Two things to be aware of:

  1. The old view, titleView in this case, is released by this call. If you want it still be available, you will have to retain it prior to replacing it.
  2. The parent view will not resize if your pages have different dimensions. Changing the frame size of the window, and therefore the contentView is easy enough, but you can add a little Core Animation into the mix to give it some style.

I hope this helps!

5
votes

You use NSWindowController and NSViewController to manage a window or a view because you should only need to create subclasses of NSWindow or NSView for new "kinds" of window or view. For example, if you wanted to use a circular window, you would subclass NSWindow. If you just want to have controls in a window, you subclass NSWindowController.

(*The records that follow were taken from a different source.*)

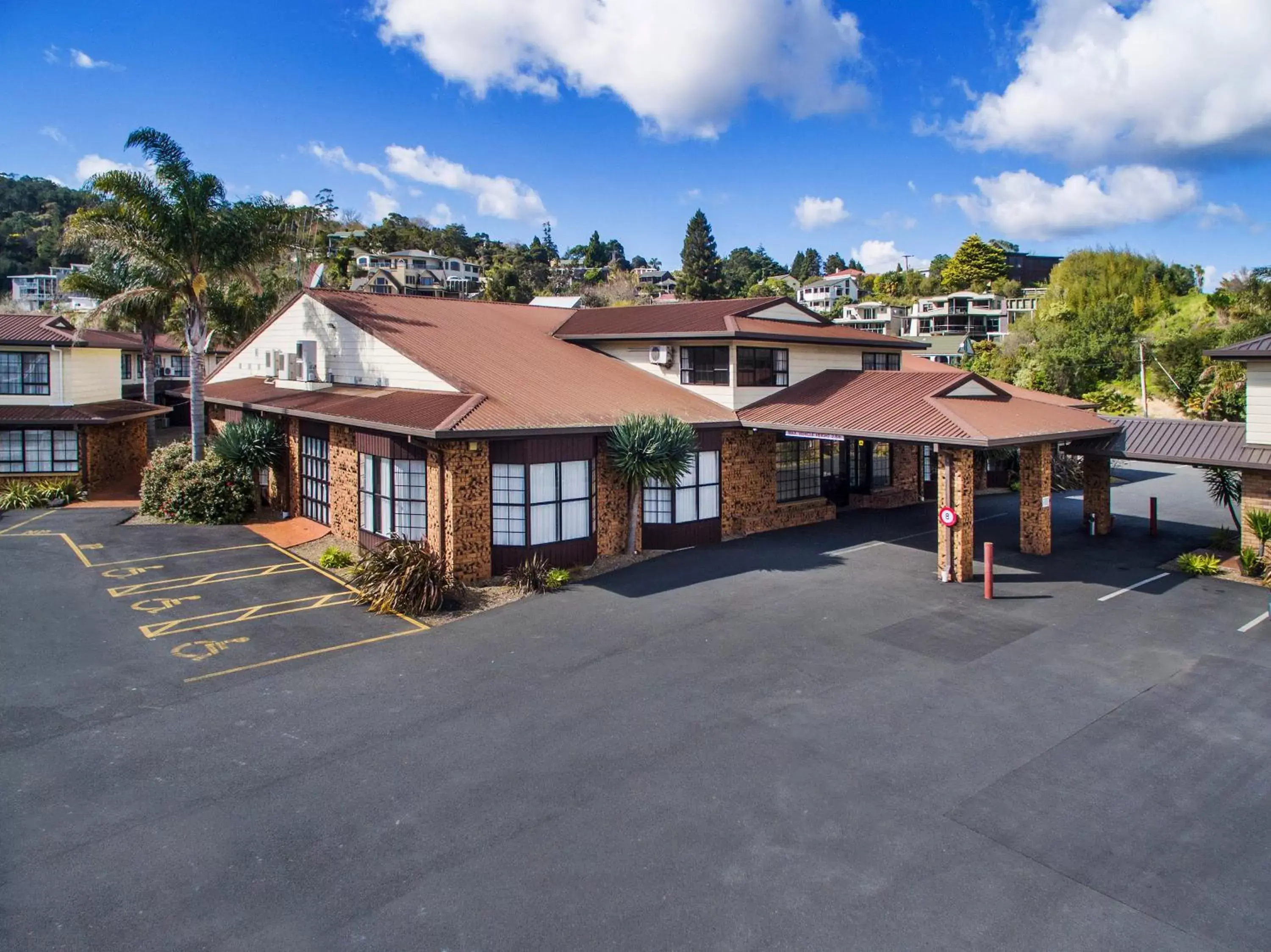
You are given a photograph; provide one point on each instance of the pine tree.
(701, 268)
(975, 265)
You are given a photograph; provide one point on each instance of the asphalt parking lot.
(795, 742)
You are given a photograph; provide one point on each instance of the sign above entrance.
(800, 435)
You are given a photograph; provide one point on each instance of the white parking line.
(1255, 623)
(1132, 588)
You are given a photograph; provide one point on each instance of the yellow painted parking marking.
(201, 650)
(236, 616)
(233, 575)
(27, 522)
(305, 655)
(128, 571)
(157, 606)
(178, 555)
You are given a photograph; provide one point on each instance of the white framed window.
(393, 496)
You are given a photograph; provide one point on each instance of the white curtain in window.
(543, 482)
(575, 482)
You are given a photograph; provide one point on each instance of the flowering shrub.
(210, 491)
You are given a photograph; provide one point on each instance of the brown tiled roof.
(1202, 443)
(84, 413)
(734, 318)
(919, 364)
(1254, 347)
(529, 380)
(890, 404)
(421, 412)
(41, 328)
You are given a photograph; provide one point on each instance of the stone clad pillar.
(961, 496)
(1035, 499)
(1097, 494)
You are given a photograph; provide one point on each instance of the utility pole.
(1143, 379)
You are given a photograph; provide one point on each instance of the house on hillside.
(821, 294)
(63, 408)
(481, 427)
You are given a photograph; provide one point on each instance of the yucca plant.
(1199, 564)
(645, 448)
(255, 444)
(19, 495)
(402, 576)
(1260, 524)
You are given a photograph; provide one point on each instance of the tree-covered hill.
(32, 211)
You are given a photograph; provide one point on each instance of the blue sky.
(876, 127)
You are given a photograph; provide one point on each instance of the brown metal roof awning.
(1199, 443)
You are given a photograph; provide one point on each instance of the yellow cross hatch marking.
(233, 575)
(247, 614)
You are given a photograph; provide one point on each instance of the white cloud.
(1166, 77)
(337, 157)
(87, 63)
(684, 69)
(819, 213)
(877, 256)
(1022, 205)
(382, 205)
(496, 195)
(94, 164)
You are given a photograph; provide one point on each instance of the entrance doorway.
(316, 476)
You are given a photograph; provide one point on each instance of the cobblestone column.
(1035, 499)
(964, 504)
(1097, 494)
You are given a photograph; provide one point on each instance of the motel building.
(481, 427)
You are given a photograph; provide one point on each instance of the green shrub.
(68, 490)
(533, 575)
(335, 557)
(19, 495)
(211, 493)
(164, 464)
(402, 576)
(1199, 564)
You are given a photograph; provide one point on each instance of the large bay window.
(705, 366)
(799, 469)
(555, 506)
(763, 366)
(39, 451)
(23, 373)
(393, 495)
(694, 498)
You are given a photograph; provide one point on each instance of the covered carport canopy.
(1199, 443)
(956, 411)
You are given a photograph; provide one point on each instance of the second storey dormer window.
(705, 366)
(23, 374)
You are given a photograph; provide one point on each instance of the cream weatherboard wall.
(93, 374)
(1257, 402)
(75, 375)
(344, 350)
(805, 360)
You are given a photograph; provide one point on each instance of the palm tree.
(645, 448)
(130, 300)
(181, 229)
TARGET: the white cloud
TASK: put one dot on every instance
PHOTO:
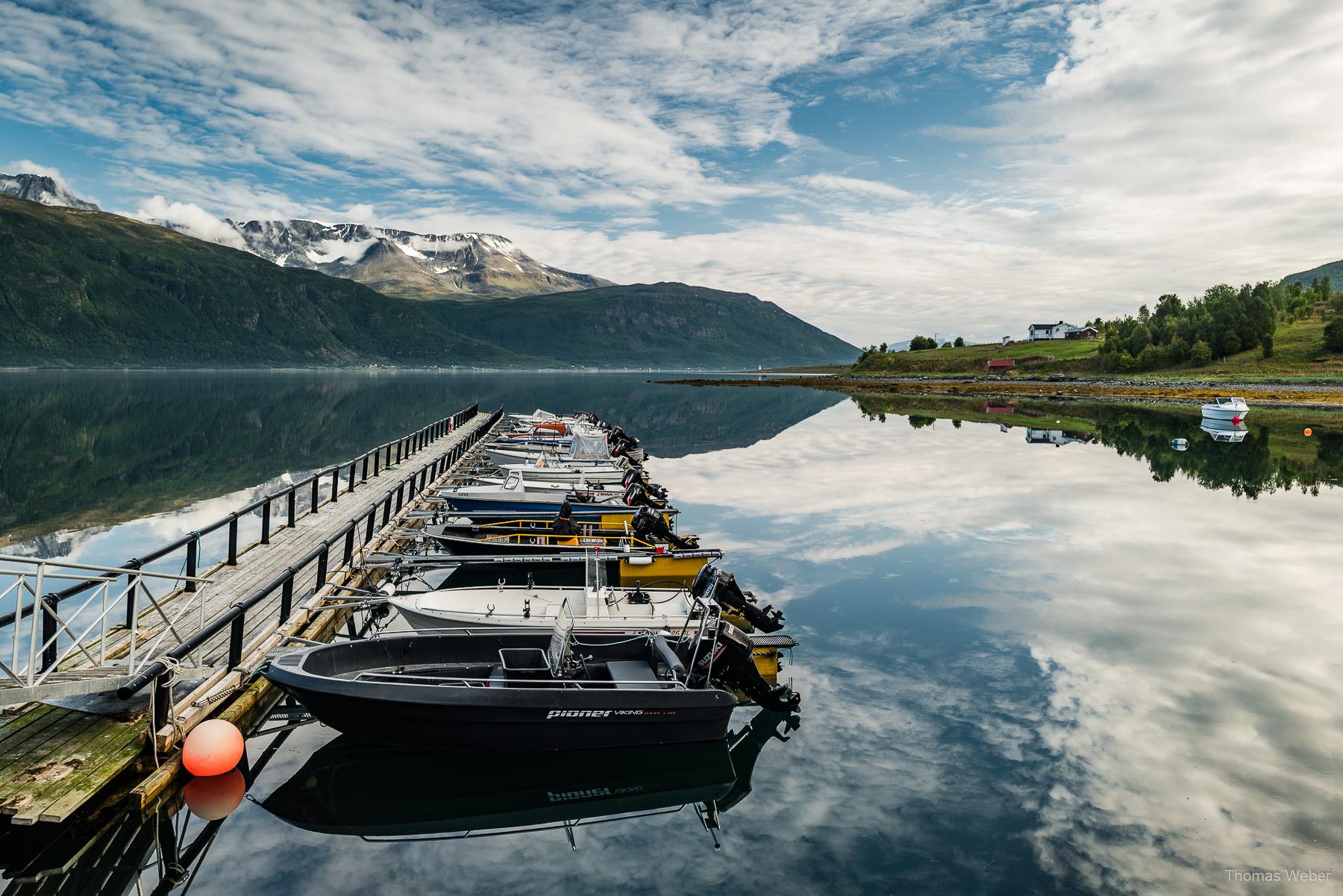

It's the same with NSViewController: Generally an NSViewController's view will be of some base class such as NSView (or perhaps your own NSView subclass that draws a custom background). The NSViewController manages the interaction among the subviews of that view, allowing it to act as a single unit within your larger application.

Think of it this way: Views draw, and they turn raw input events into higher-level actions. Controllers supply information to views, and handle actions.

Composing things this way can greatly improve the modularity of your code, making it easier to design, write, and debug.

1
votes

Use following functions defined in UIVew (which is part of your existing window)

- (void)addSubview:(UIView *)view
- (void)removeFromSuperview
0
votes

I'm new to cocoa but I think your app does not really require an NSViewController. An NSViewController plays the role of "Controller" in the MVC design pattern. So it 'controls' all of the actions - the glue logic - within a single view.

For example, in a view with multiple controls: buttons, tables, checkboxes:, textfields date pickers, etc, there is likely detailed interactions between those controls that require bindings and updates. For example, a button click loads a database fetch, with error handling and validation. That glue logic goes into the NSViewController class.

In your app, it sounds like each view is a simple page with little need for view level control. So, you probably need a single NSWindowController, a controller to handle the logic and events for transitioning from page to page.

One technique for handling multiple views that fill a single window is to use a NSTabView and set the tab style to 'borderless' in IB. Then use button action to select the required NSTabViewItem. During development, set the tabview style to 'top tabs' and IB allows you to tab thru the subviews you want to display.